Happy 40th birthday Email

I just found out that email is 40 years old! That's a staggering number for me. As a marketer, I love emails, even though people have been composing requiems for it for quite sometime now. Thankfully, some people in the same industry are not so sure as the infographic below would reveal:

I know which side I am on. Here are some interesting facts that I found on the internet about emails which I wanted to share with you:

  • 1971 - The first email was sent out on this month 40 years ago. It was sent by Ray Tomlinson who strangely doesn't remember what the message really was!
  • 1978 - Gary Thuerk, a marketer for Digital Equipment Corporation, started one of the most hateful acts in the history of mankind by sending out the first spam to 500 addresses.
  • 1982 - The word 'email' was used for the first time.
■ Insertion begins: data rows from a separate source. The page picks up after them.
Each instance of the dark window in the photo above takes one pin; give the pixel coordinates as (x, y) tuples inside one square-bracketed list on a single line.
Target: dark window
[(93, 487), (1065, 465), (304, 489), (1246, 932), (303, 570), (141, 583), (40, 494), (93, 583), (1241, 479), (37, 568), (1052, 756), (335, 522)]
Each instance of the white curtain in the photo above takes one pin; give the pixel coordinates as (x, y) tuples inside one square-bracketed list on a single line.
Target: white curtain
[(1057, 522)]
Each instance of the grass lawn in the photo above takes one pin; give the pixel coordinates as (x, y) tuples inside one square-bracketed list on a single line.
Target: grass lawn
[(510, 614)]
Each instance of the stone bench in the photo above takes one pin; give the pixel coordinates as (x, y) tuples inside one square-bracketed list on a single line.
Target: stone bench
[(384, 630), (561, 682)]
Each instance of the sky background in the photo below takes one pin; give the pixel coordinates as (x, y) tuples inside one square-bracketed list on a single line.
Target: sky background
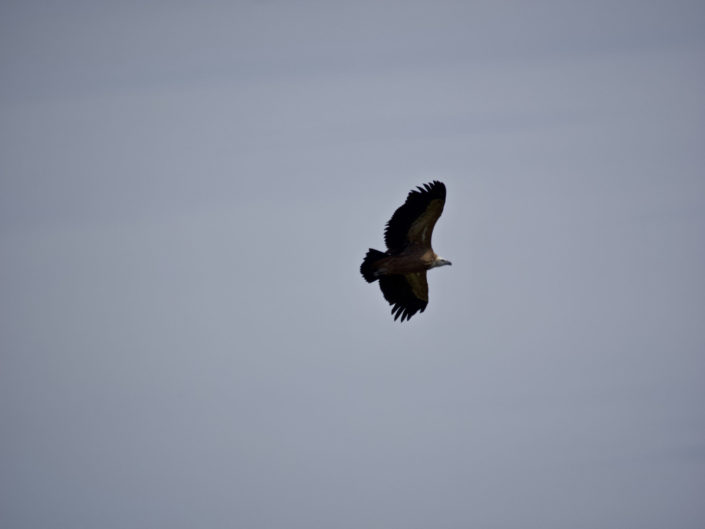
[(187, 192)]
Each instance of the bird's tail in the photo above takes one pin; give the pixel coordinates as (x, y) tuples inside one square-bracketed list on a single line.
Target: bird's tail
[(368, 269)]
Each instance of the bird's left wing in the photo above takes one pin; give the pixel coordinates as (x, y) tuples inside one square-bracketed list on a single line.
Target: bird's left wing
[(408, 293)]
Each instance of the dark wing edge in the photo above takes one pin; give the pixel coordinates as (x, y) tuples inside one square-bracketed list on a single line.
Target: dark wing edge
[(408, 294), (396, 233)]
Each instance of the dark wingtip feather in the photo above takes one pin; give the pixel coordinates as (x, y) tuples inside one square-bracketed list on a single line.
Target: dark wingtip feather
[(416, 203)]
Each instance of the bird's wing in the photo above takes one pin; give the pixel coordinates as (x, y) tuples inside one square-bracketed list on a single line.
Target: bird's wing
[(413, 222), (408, 293)]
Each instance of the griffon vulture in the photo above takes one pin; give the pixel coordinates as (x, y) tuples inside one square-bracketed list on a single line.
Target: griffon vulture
[(401, 270)]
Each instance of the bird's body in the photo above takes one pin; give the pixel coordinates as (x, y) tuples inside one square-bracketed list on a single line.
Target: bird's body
[(401, 270)]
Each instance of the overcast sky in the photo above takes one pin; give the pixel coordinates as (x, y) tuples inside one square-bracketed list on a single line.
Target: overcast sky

No, I don't know what they used to call it earlier either.
  • 1997 - Microsoft acquired Hotmail for $400. Like most of their major products, its doing well even today.
  • 1998 - With some regret, the word spam was added to the Oxford dictionary.
  • 2003 - CAN-SPAM Act gets translated as the "You-Can-Spam" act for a lot of spam opposers.
  • 2007 - Gmail went public. I never looked back after that.
  • 2009 - Gmail suffered an outage. Thankfully Cloud computing carried on unscathed.
  • 2011 - Hotmail starts attacking 'graymails' - unwanted emails received legitimately

One thing I am quite clear about now is that email is here to stay for some more time. So, the question is, what's coming up next?

11th Nov Update: Econsultancy comes to the defense of email yet again. Apparently, it has grown by as much as 200% year on year!